The Kremlin’s strategy this cycle relied less on its army of trolls marching across social media sites, and more on infiltrating this country’s own ranks: spreading narratives indirectly through proxies rather than directly in the manner platforms have learned to detect. The report focuses most closely on the failed attempts by a network of Ukraine-linked individuals, such as legislator Andriy Derkach and Konstantin Kilimnik, to persuade prominent people and media outlets to launder their false narratives about Mr. Biden. The two were found out — but they managed to secure repeated meetings with Rudolph W. Giuliani and persuade the television network One America News to air a propagandistic documentary.
This bears repeating: The onetime personal lawyer of a president who displayed an unexplained affinity for Mr. Putin was either duped into participating in an interference operation personally authorized by the dictator, or he participated willingly. The president himself happily spread the same conspiracy theories that the Kremlin sought to seed.

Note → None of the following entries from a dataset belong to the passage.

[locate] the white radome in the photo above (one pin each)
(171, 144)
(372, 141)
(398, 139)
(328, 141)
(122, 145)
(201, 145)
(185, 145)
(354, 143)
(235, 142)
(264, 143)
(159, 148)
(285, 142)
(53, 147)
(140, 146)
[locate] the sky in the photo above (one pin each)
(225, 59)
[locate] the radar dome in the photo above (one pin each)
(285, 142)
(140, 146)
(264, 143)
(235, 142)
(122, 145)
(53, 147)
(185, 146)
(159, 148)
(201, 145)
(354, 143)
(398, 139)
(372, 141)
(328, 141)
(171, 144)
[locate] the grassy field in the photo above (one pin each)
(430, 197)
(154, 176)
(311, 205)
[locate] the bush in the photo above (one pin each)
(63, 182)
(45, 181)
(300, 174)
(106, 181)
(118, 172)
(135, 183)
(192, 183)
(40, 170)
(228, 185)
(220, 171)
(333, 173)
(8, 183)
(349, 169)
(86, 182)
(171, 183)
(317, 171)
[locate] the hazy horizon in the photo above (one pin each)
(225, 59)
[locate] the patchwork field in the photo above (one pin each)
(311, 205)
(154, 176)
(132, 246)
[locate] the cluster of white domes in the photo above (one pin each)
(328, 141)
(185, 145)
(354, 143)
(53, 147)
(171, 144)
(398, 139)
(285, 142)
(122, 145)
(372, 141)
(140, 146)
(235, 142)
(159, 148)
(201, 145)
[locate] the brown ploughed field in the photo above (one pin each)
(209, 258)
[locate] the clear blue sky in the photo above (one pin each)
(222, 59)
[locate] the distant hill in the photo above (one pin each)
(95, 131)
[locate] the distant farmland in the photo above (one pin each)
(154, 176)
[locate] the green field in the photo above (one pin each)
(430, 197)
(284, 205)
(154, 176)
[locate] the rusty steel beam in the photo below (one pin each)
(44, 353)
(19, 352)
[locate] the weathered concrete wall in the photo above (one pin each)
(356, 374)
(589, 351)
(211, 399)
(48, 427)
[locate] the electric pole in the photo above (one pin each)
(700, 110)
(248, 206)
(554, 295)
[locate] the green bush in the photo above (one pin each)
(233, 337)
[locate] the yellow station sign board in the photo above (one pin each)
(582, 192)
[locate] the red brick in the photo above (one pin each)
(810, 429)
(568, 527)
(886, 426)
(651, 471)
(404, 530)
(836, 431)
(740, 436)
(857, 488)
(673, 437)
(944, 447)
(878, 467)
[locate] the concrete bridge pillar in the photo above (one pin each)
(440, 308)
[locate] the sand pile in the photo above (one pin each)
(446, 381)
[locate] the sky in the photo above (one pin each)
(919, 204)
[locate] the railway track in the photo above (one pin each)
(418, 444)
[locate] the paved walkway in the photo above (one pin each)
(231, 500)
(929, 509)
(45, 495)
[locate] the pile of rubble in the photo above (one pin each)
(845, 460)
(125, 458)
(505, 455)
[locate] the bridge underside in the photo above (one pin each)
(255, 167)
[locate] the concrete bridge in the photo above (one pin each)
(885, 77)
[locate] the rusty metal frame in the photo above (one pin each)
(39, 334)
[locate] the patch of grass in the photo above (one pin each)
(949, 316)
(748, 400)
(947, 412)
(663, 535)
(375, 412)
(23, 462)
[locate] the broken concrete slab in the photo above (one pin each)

Mr. Trump and his allies also created another story of a rigged election that Russian trolls promoted in turn. Indeed, Russia may not have tried as hard as it did last time around to sow discord and doubt in the legitimacy of the vote. But that’s in part because it didn’t have to. The United States’ citizens and leaders were sowing discord and doubt enough on their own.
The new administration is likely to do more than its predecessor to discourage Mr. Putin, whom Mr. Biden on Wednesday said would “pay a price.” But this week’s report doesn’t anticipate that Russia will stop meddling anytime soon. The White House, the rest of the government and the rest of the nation can also protect themselves from whatever attacks do come by building trust, keeping on guard and refusing to play along.